By inference, fenugreek is although well explored by medical science for its potential contribution to human health. However, unquestionably it is only a fraction of this multi-potential medicinal plant. As fenugreek is well distributed in various climatic conditions geographically, it is supposed to have a wide genotypic variability.
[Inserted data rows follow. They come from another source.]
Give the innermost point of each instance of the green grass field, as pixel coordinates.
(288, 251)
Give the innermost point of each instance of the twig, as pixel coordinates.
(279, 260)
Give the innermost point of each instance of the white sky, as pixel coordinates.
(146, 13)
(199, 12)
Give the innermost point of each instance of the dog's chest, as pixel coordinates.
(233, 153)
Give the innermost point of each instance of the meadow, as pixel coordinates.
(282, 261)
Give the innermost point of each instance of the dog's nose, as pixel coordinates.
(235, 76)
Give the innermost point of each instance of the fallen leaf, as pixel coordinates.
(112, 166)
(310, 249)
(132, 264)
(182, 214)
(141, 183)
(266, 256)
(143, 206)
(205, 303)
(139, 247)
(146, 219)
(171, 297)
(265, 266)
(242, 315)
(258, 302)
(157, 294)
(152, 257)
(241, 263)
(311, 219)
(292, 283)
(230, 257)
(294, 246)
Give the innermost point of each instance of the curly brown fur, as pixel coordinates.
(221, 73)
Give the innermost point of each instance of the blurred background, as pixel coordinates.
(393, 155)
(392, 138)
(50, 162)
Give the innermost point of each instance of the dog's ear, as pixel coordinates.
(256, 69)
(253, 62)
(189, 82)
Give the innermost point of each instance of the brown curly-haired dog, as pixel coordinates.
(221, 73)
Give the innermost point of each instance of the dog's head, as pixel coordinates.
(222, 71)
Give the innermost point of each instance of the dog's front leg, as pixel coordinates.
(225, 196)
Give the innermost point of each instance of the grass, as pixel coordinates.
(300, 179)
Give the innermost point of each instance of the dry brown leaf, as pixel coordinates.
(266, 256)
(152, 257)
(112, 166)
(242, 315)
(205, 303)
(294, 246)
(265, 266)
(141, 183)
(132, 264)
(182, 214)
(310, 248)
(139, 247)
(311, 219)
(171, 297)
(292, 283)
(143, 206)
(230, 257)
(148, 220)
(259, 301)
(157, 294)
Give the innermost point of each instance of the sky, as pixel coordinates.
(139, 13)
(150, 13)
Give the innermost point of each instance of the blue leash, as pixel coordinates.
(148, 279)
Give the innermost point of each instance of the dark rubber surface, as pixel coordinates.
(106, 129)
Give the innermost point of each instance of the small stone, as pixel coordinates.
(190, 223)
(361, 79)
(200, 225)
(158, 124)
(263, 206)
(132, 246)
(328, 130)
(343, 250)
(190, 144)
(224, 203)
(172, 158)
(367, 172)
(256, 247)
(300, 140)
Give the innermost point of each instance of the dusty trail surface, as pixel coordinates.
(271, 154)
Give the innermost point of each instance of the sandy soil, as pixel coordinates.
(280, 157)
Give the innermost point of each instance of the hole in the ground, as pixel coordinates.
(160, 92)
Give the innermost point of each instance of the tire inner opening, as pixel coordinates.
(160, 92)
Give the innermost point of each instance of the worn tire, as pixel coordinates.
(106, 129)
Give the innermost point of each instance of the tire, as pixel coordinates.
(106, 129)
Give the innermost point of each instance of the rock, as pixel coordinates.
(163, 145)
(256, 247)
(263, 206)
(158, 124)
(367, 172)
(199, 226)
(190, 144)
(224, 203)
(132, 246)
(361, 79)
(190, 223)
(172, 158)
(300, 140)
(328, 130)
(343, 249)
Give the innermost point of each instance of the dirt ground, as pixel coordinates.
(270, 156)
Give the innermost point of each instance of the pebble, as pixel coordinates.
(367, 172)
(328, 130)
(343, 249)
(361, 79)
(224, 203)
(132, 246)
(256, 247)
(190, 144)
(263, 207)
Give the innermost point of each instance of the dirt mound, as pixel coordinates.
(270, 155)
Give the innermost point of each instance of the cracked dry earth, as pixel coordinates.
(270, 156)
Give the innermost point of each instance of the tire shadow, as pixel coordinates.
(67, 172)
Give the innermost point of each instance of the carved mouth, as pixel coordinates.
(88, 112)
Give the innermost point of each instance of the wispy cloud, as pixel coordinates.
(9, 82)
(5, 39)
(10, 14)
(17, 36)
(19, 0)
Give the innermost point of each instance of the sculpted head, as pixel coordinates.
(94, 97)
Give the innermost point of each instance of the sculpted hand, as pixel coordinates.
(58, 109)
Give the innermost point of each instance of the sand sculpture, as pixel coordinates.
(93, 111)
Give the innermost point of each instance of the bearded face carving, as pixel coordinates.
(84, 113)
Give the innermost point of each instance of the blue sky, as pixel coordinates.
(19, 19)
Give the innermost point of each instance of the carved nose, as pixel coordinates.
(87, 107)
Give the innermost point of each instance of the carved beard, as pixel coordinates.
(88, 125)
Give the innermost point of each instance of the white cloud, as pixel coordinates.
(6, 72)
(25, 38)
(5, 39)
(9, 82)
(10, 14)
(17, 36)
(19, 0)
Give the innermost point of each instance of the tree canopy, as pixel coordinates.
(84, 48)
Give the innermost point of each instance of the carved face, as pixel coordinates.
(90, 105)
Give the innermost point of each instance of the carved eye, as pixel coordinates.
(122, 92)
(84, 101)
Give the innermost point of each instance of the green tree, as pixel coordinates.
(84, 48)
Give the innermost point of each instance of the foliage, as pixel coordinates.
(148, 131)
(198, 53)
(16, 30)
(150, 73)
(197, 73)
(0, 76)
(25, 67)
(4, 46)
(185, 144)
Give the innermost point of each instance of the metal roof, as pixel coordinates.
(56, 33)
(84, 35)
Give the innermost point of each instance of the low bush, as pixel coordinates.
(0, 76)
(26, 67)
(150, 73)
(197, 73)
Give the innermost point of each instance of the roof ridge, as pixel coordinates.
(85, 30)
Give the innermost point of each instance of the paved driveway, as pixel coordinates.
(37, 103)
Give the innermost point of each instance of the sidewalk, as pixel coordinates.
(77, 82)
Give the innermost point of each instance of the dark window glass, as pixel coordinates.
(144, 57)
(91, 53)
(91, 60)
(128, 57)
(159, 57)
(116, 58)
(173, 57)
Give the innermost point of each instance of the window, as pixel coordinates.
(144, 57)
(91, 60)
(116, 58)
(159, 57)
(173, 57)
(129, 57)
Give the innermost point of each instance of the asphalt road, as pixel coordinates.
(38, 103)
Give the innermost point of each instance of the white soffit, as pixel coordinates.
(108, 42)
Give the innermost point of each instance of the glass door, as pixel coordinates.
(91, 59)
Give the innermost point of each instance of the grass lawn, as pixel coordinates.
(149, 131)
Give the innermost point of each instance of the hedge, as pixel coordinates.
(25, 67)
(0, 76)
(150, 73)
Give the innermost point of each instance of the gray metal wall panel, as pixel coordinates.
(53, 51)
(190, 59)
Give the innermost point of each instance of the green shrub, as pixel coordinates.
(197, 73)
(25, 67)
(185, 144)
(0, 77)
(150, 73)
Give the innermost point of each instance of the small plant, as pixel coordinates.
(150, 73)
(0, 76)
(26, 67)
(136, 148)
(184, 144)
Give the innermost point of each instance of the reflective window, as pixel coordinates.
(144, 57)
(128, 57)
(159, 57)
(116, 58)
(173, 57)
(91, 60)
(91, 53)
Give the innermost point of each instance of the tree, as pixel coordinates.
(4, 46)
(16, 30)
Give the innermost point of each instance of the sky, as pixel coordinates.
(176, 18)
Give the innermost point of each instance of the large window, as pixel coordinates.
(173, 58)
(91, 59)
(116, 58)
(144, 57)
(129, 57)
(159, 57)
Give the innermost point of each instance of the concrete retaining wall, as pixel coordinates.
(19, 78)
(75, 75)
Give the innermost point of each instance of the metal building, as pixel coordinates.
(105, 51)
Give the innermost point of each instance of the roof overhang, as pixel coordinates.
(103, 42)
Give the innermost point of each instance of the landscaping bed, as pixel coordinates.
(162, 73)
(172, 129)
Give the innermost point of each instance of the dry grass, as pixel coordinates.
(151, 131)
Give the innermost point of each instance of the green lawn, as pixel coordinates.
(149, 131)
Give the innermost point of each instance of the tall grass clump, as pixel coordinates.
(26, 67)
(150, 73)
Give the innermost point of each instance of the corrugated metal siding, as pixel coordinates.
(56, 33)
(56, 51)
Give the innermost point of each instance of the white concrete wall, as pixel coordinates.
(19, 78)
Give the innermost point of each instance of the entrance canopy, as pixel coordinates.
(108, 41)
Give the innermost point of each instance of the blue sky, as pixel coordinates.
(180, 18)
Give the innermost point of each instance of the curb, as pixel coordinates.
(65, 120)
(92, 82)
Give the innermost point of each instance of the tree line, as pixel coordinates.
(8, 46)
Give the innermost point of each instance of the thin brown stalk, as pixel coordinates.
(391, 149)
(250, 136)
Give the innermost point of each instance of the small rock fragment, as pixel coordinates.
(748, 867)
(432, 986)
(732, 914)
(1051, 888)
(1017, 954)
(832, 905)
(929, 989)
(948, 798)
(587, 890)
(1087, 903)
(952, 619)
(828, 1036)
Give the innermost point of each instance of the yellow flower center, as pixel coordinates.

Furthermore, being a least bred (artificial selection) crop hence possibility is there to have a multiple and potential allelic system against environmental stresses. Science is unstoppable and currently expanding much faster than any other stage of its history; however, unfortunately no particular attention was paid to fenugreek. It is the need of time to consider this crop in massive research projects not only to explore its potential, but improvements as well, and fenugreek deserves to be entertained. An extensive genomic and agronomic characterization/clustering is needed to identify the potential genes which could further help in breeding programs followed by targeted mutation and genetic improvement for abiotic stress tolerance. Furthermore, fenugreek as green manuring and fodder crop, and for soil reclamation must be explored and encouraged especially in arid agricultural systems.

Conclusion

Fenugreek is traditionally assumed and purportedly consumed as a medicinal plant since prehistoric time and is undoubtedly considered safe to human health. Its nutritional value and biologically active compound profile are unquestionably appreciated by medical science. Moreover, drought, saline and heavy metal tolerability, wide adaptability to various climatic regions and marginal lands are the potentialities of this crop to hold a righteous place in agricultural systems. However, unfortunately just a few advances have been made for crop improvement yet. Hence, a huge gap is still existing particularly in varietal development and more specifically in biotechnologically facilitated breeding.